Chief Fund Raiser Leaves
Fund-raising efforts have also lagged after the 2005 departure of J. Logan Seitz, the charity’s senior vice president of development. Kathleen E. Loehr, the acting interim senior fund raiser since Mr. Seitz’s departure, recently left her job and is at home on paid leave, according to Suzy C. DeFrancis, the charity’s chief public-affairs officer.
Ms. DeFrancis says that the fund raiser was not fired or asked to leave and that the charity is now searching for a replacement for Ms. Loehr, who came to the organization in 2001 to focus on solicting big gifts — an approach that was supposed to ease the group’s reliance on disaster-related appeals. Attempts to reach Ms. Loehr at her home were unsuccessful.
The Red Cross has faced mounting criticism in recent years that it spends the money it raises in the wake of a big disaster on other costs. That criticism came to a head after the September 11 attacks prompted an outpouring of donations, more than $1-billion.
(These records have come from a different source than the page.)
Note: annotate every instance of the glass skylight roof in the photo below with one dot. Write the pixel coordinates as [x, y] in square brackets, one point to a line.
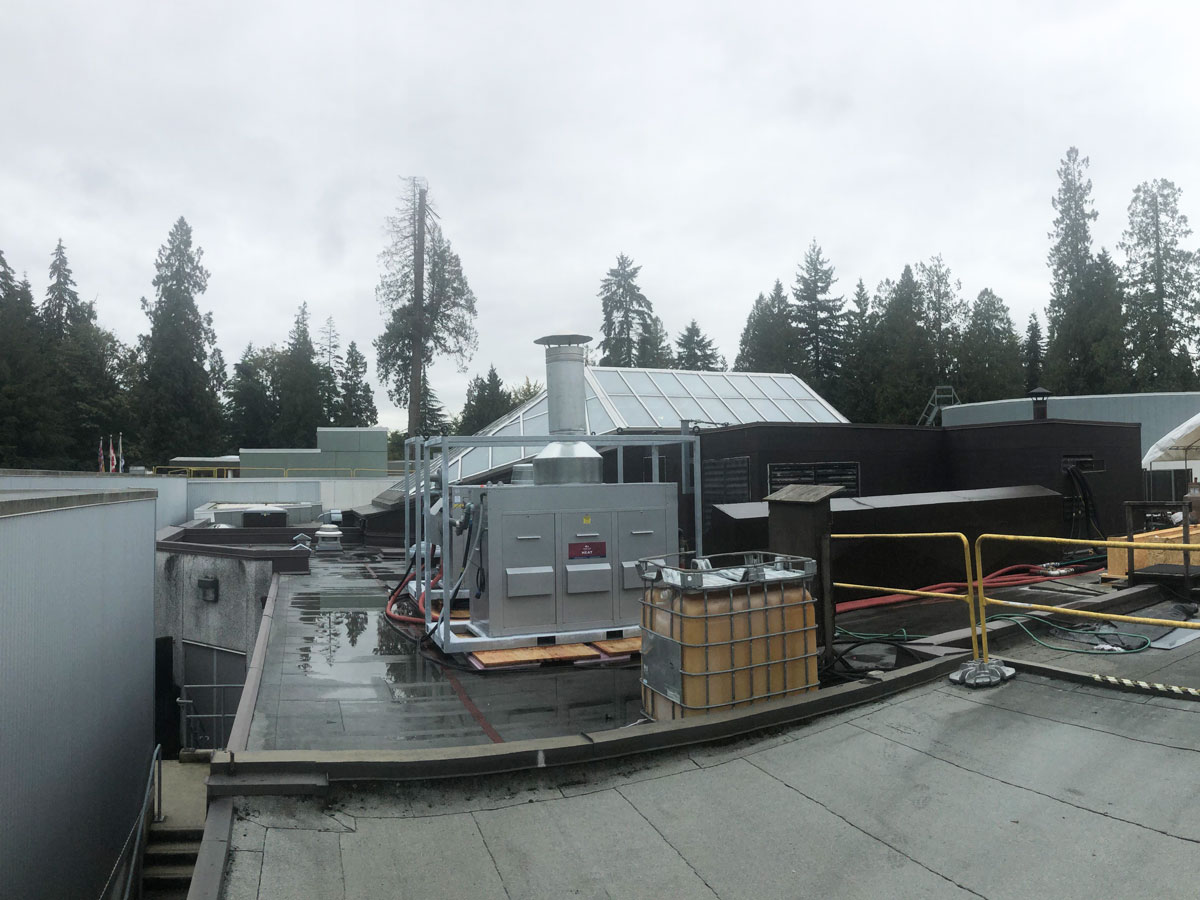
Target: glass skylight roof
[657, 400]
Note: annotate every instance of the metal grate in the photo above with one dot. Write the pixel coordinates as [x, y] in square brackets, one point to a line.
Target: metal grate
[845, 474]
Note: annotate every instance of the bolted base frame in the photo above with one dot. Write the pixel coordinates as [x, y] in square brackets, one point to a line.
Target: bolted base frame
[977, 673]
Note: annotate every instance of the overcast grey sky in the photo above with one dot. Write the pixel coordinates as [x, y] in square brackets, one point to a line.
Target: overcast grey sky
[711, 142]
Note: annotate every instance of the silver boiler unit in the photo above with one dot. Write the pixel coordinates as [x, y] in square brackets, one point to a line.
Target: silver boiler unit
[553, 558]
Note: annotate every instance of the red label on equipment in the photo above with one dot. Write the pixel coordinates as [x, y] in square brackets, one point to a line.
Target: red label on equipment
[588, 550]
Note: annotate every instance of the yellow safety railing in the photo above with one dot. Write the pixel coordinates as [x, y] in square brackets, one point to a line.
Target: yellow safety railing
[970, 580]
[985, 601]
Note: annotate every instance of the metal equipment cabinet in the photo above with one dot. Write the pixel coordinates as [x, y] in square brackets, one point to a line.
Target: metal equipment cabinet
[561, 558]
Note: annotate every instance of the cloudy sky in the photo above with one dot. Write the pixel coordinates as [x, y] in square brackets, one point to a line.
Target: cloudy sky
[711, 142]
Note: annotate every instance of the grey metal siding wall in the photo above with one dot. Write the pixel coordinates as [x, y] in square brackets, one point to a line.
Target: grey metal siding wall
[1157, 413]
[76, 693]
[171, 508]
[997, 411]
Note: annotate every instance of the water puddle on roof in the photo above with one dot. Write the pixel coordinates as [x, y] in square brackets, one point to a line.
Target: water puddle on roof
[334, 599]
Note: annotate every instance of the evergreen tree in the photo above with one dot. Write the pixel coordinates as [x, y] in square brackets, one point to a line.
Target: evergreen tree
[442, 322]
[252, 407]
[945, 313]
[853, 393]
[63, 310]
[1103, 363]
[654, 346]
[696, 353]
[486, 402]
[768, 341]
[625, 311]
[821, 327]
[181, 413]
[1032, 353]
[1084, 318]
[1163, 300]
[905, 376]
[433, 415]
[29, 429]
[301, 411]
[355, 402]
[87, 396]
[526, 391]
[329, 361]
[991, 352]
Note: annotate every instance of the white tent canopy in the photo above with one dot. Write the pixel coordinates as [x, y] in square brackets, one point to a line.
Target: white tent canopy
[1180, 444]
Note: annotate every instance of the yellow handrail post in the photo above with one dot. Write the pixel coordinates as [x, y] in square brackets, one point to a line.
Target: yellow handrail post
[983, 601]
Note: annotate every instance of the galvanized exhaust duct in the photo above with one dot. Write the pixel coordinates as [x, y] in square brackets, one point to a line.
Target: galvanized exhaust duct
[567, 462]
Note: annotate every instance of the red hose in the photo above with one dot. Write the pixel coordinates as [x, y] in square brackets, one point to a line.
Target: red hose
[1006, 577]
[394, 599]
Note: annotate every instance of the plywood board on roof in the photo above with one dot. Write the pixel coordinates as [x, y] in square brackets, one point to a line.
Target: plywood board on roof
[1119, 557]
[527, 655]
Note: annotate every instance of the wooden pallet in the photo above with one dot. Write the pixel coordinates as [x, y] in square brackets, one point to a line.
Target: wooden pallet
[534, 655]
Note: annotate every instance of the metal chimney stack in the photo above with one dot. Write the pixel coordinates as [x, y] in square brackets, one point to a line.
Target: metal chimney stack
[565, 358]
[573, 461]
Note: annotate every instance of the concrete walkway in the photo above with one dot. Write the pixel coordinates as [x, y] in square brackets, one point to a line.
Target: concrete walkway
[1036, 789]
[184, 793]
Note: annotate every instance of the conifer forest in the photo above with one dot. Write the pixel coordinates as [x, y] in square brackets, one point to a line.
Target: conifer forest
[1111, 319]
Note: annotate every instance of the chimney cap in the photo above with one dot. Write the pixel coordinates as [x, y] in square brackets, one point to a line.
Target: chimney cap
[561, 340]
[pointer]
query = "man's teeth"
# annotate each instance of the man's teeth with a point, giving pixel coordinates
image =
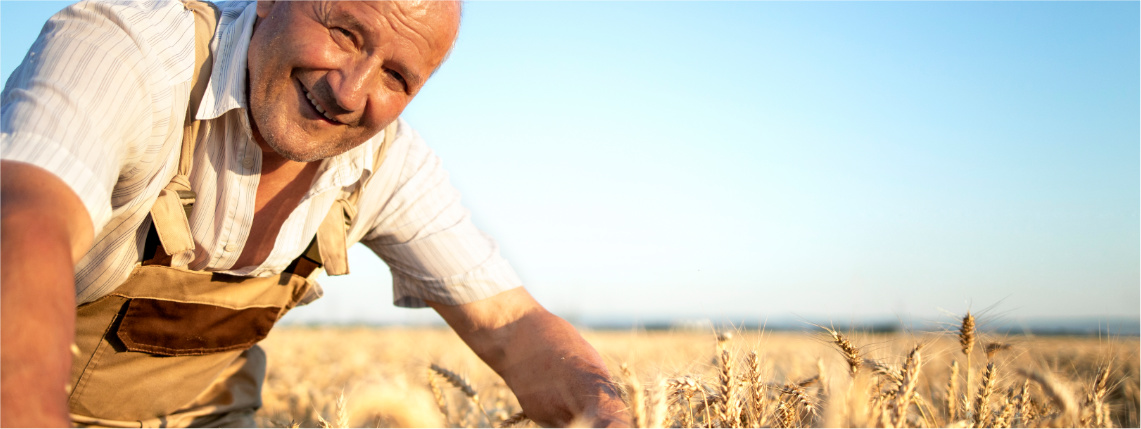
(317, 106)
But the charity was criticized for announcing that it would set aside $200-million for future disasters, a decision it reversed under the glare of negative publicity.
Since then, the Red Cross has allowed donors to earmark their donations for specific disasters, such as the tsunamis in Southeast Asia in 2004 and Hurricane Katrina in 2005. The charity also created a policy to alert donors when it had received enough money to cover relief efforts. But that approach has caused many disaster operations to suffer because the organization does not have enough money on hand to respond to home fires, local floods, and the other small disasters that form the bulk of the charity’s relief work but fail to generate widespread publicity or big donations.
Only the Beginning
Still, disaster fund raising is only one part of the charity’s current problems, says Frank L. Kurre, a managing partner at Grant Thornton, a consulting company that assists companies and charities with accounting, auditing, and other business issues.
Fund-raising problems, the September 11 flap, and the revolving door for chief executives, he says, are only the beginning of problems hurting the charity’s reputation and making it less appealing to donors. In addition, the Red Cross has been dogged by complaints from victims and relief workers over how it responded to Hurricane Katrina, as well as many other lesser disasters, and Congress last year transferred some of the organization’s disaster-relief responsibilities to government entities, he notes.
“Then you have the most recent scandal with the CEO having to resign,” Mr. Kurre says, referring to Mark Everson, who was fired in November after just six months on the job, when the board discovered his affair with the executive director of a Red Cross chapter. “You look at all these things together and you decide not to give,” Mr. Kurre says.
Although Red Cross officials acknowledge that the charity faces a “very competitive fund-raising environment,” they paint a different picture of the organization, as one that is beginning to recover from its past problems.
Ms. DeFrancis says the pending layoffs are part of a turnaround plan at the Red Cross that began after Congress changed its governing structure last year. “The board directed us in October to reduce our operating deficit, and gave us until 2010 to accomplish that,” she says. No firm decisions have yet been made on how many or which people to lay off, says Ms. DeFrancis.